After researching, pick a school with confidence that this is the right one for your child and your family and know that no school is perfect. Talk to your child about all the positive features and what would interest them. Talk about the teachers, use their names and let your child know that the teachers are there for them. Communicate other special features like field trips the kids will go on, animals in the classroom, etc. Keep it simple and positive.
Starting preschool is a huge milestone for your child – and you! You will both have mixed emotions and this is very normal. Your child is venturing into the world for the first time and this is the start of many, many years of school. They will feel excited about a new “big kid” accomplishment, but nervous to leave your side and the comforts of home.
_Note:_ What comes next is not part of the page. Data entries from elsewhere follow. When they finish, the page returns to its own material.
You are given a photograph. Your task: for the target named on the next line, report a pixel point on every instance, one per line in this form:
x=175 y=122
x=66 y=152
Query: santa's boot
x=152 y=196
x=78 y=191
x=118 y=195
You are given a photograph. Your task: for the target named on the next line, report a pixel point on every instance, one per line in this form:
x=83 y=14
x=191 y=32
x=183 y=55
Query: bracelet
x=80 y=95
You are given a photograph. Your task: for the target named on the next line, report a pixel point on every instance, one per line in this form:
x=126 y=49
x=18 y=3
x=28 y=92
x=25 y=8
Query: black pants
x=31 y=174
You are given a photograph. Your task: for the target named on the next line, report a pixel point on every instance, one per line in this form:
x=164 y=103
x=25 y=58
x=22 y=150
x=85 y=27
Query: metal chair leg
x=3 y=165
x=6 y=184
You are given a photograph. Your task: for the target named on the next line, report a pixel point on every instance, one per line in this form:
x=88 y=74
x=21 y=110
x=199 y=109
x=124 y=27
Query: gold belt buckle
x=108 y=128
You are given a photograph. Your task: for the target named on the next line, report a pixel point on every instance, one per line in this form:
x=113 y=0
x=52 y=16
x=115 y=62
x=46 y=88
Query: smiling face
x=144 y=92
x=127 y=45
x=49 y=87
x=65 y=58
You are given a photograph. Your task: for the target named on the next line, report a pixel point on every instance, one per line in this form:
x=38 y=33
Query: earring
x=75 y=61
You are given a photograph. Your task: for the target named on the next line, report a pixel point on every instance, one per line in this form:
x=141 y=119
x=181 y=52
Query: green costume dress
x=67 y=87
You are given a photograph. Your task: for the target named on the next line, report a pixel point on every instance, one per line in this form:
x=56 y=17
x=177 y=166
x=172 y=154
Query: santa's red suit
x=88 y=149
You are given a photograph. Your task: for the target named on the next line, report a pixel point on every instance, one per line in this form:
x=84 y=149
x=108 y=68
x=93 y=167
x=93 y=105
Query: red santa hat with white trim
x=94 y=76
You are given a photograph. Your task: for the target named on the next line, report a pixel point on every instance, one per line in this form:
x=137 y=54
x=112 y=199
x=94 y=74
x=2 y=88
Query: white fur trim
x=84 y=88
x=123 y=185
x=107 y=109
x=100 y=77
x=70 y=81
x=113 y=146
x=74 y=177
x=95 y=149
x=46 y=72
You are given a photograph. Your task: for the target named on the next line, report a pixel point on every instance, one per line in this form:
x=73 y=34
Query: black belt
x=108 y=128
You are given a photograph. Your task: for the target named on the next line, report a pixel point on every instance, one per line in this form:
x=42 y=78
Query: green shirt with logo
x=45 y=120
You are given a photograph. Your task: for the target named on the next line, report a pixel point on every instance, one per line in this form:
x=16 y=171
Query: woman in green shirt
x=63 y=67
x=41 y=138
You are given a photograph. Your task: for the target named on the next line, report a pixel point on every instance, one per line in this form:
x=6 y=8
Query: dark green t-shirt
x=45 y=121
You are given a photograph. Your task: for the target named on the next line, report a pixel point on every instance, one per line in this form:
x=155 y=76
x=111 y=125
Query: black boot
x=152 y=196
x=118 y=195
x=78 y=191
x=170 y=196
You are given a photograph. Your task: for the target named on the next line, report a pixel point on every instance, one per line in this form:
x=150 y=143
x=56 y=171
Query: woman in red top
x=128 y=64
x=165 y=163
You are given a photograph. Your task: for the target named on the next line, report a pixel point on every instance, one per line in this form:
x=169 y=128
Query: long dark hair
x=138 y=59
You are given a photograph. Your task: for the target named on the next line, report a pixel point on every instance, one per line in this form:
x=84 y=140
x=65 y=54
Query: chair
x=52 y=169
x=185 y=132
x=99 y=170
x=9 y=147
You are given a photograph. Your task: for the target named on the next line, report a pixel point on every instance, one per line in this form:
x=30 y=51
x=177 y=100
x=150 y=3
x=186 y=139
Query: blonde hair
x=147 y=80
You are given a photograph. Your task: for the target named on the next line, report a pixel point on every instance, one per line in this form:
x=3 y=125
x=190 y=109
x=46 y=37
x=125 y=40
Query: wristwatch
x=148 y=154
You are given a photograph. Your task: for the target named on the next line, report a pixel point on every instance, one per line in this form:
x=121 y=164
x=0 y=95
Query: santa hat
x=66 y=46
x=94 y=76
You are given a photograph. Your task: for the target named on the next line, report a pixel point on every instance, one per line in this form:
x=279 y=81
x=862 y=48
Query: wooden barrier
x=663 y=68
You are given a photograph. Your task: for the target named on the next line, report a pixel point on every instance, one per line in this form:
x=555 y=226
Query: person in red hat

Don’t forgot to ask them if they have any questions!
Simple excitements like making new friends, packing a lunchbox or using the fun playground equipment are a lot of fun, so don’t worry too much. This is a normal progression and your child should not feel like it is such a big deal or else they may feel stressed. Prepare them well and lead them in calmly with these tips…
Visit Preschool Together
Schedule a visit for your family. Some schools will let your child sit in on an activity or lunch. This way they will feel comfortable once school starts since they have already been there and seen kids interacting and having fun.
Visit The Library
Your library or bookstore has tons of resources for children going through transitions. You can pick up some books on preschool lessons and activities and try some out at home. Start a few weeks before doing lunchtime at the same time as school. Let them eat their lunch out of a lunchbox. Do an activity like painting, play cooking, or washing baby dolls – something typical at a preschool.
Look at some books about children going to school. Ask your child how the kid in the book could be feeling when saying bye to mommy or daddy. Ask them what looks like fun about preschool or what may be a little different than their usual day. This is a nice way for your child to understand the feelings that may come up and you can show them ways to work through them (like drawing a photo of your family dog or your house when they are missing you).
Send Them With Love
Send your child with some comforts of home. A blanket that smells like dad, a favorite sippy cup, a family photo, a stuffy, etc. Pack lunch together so he has some favorite foods. Go early on the first day so you have a bit of time to help ease the transition. You can hang out to see how they feel and encourage them to visit with other students. Once they are involved in an activity, then it is time for you to go. Don’t show any emotion you don’t want your child to feel. They WILL be able to tell!
Get them involved in getting ready to attend preschool. Have them help you pick out a lunch box or some play clothes. Making them apart of it, this will give them some power and help with anxiety if there is some.
Talk to them about their routine. After breakfast it will be time to go to preschool and mommy or daddy will pick you up after nap (or whenever it is). Don’t lie! Yes, you will be leaving them but ensure them you WILL be back in no time to pick them up. Sneaking out is never a good option, it will add more stress for your child. Always say goodbye!
Overall: Minimize stress!
This doesn’t mean running back to them if you see them crying. If you go back, your child may be more stressed. The teacher should know how to handle these situations.
Remember: the more okay you are, the more okay your child will be. You have to make it okay for them. They will feel your stress, so mask it well. This will probably be harder for you than your child. Your child may cry for 5 minutes and will be playing happily in no time, you however may be crying all morning!! 🙂
A typical reaction to a big transition like starting preschool is reverting back to old bad habits or issues you thought you were already finished with. For example, maybe your child hasn’t had a “potty” accident in months. Starting this new transition could bring this back. This is very NORMAL so don’t worry. It won’t last once they feel comfortable going to school.
The transition could cause your child to cling to you when they weren’t interested before. Yes, they want so desperately to be a “big kid” but it inevitably will be hard for them. They may start asking for a paci or blanket more often. Nurture them if they need it. It too will pass.
Don’t forget to have a special place at home to hang their projects!